The 2011 LA Auto Show is in many ways more about what's going to happen with the car business in 2012. Matthew DeBord

Yesterday, on KPCC's AirTalk, I said that the 2011 LA Auto Show would be about the revival of the small car in America — by American automakers! — and the return of Detroit, after the worst couple of years in its history. You know, that whole bailout-bankruptcy thing.

The mood at the actual show is more one of expectation. On balance, while 2011 was a lot better than 2009, it was a dismal year by the historical standards of the auto industry. Even setting aside the major disruption of the Japanese earthquake and tsunami, which created a crisis in the global automotive supply chain, the industry is on track to sell only about 13 million new cars and trucks in the U.S. this year.

Contrast that with the 17 million it sold in 2005.

The hope is that the worst has passed and that 2012 will see the market return to something that more closely resembles normal, even it's a New Normal of around 14-15 million new cars sold in North America.

As a result, the LA Auto Show this year has been a bit less gimmicky than in past years.
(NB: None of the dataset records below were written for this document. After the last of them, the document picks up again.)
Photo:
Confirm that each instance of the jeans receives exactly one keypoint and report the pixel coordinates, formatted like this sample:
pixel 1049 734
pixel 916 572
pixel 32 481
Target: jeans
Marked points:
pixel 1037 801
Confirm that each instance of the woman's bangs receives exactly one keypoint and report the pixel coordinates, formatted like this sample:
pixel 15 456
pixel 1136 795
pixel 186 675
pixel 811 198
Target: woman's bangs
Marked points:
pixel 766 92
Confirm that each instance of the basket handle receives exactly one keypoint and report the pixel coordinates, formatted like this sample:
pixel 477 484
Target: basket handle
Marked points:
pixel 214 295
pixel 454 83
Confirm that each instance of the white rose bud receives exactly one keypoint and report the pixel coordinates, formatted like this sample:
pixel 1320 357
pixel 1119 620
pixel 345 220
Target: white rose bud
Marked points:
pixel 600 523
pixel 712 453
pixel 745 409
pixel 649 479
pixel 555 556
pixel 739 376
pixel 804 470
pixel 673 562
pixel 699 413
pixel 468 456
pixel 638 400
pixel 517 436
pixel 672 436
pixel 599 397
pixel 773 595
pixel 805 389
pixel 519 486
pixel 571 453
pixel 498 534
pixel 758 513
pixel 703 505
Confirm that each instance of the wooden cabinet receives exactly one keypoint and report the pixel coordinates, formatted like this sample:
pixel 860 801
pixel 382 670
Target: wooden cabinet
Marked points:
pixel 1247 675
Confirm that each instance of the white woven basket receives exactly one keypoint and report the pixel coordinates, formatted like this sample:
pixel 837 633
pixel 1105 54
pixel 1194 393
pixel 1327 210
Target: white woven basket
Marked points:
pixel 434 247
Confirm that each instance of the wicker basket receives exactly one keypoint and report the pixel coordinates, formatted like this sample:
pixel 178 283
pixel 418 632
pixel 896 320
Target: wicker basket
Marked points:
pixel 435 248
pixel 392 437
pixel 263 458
There's less focus on alternative transportation, electric cars, and in-vehicle infotainment technology and more on good old fashioned product.

Metal. Glass. Rubber. Leather seats. Shiny, shiny objects of beauty and desire.

It's a back-to-basics approach that presages the mass consumer returning to the auto market, in strength, for the first time in three years. No carmaker wants to miss out on that. 

We'll still have out sideshows in the car business. But 2012 is shaping up to be the year in which the big tent is once again pitched in the USA. I motto fot the business will be "Let's get out and sell some cars!"